El delegado puso orden en las cajas que llenaban el asiento de atrás. No era un viajante: era un delegado. La diferencia tenía su importancia en las tarjetas de visita, en las fichas de los hoteles. Y allá en su pueblo, si los viejos padres y las hermanas puntillosas se consolaban de no verle médico, era por aquel otro título tan presentable. A la gente, en España, lo de delegado le causa mucho respeto.
Ya estaban en su sitio las muestras gratuitas y la literatura. El delegado hizo una ronda alrededor del coche y fue empujando con el pie sobre cada rueda, asegurándose de que tenían aire. Subió a su asiento y arrancó despacio, con pereza. Dejaba un lugar amigo. De la ruta a su cargo podría él hacer un mapa sentimental, con tachuelas de color para los sitios amables; con señales negras, o por lo menos grises, para aquellos otros en que la fonda era húmeda, aburrido el trabajo, las mujeres no propicias. Sobre todo las mujeres: si a cualquier viajero le acontece aborrecer a tal o cual ciudad, solo porque la conoció en día de dolor de muelas o de zapatos estrechos, al delegado le sucedía en relación con sus negocios amorosos.
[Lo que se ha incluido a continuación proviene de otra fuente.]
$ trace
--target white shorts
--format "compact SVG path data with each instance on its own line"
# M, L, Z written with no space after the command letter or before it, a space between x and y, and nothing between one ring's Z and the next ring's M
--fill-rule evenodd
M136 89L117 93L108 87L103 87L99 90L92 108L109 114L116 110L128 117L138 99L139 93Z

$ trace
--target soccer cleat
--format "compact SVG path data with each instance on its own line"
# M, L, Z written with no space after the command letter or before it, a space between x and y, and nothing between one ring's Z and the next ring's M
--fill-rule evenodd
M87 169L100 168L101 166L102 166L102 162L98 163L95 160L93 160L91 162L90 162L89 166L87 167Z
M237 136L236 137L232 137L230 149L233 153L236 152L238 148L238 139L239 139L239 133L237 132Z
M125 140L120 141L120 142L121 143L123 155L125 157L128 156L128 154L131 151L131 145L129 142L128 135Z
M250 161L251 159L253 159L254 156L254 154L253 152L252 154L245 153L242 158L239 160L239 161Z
Y lo que son las cosas: los gráficos de la oficina central iban reflejando aquellas preferencias y repugnancias, aunque nunca la Dirección acertara a explicarse por qué en Palencia se imponían las nuevas vitaminas efervescentes con sabor a naranja, y en Valladolid, no.
La ciudad que iba quedando atrás ostentaba un nombre agudo y redondo, seco como los atabales de sus viejas edades, pero al delegado le sonaba a Lola, nada histórica ella, aunque también notable en arquitectura. Miraba el viajero cada poco al espejo retrovisor, y en el pequeño cristal se le iban desdibujando torres y jardines, hasta que solo quedó la estela rezagada del camino.
Era aquella una tierra de sol. Tanto había zurrado el calor a los campos encendidos, que en el cielo se esbozaban manchas de mal augurio. Para el delegado, lleno de vida, todo cantaba en la mañana feliz. Lola era la canción. Con los ojos en la tierra que se iba entregando ante el avance del coche, oyéndose sus propios recuerdos en la soledad que no turbaba el redondo ruido del motor, recreaba el viajero las sensaciones aún calientes, cada palabra y cada gesto, los roces suaves y las exaltaciones.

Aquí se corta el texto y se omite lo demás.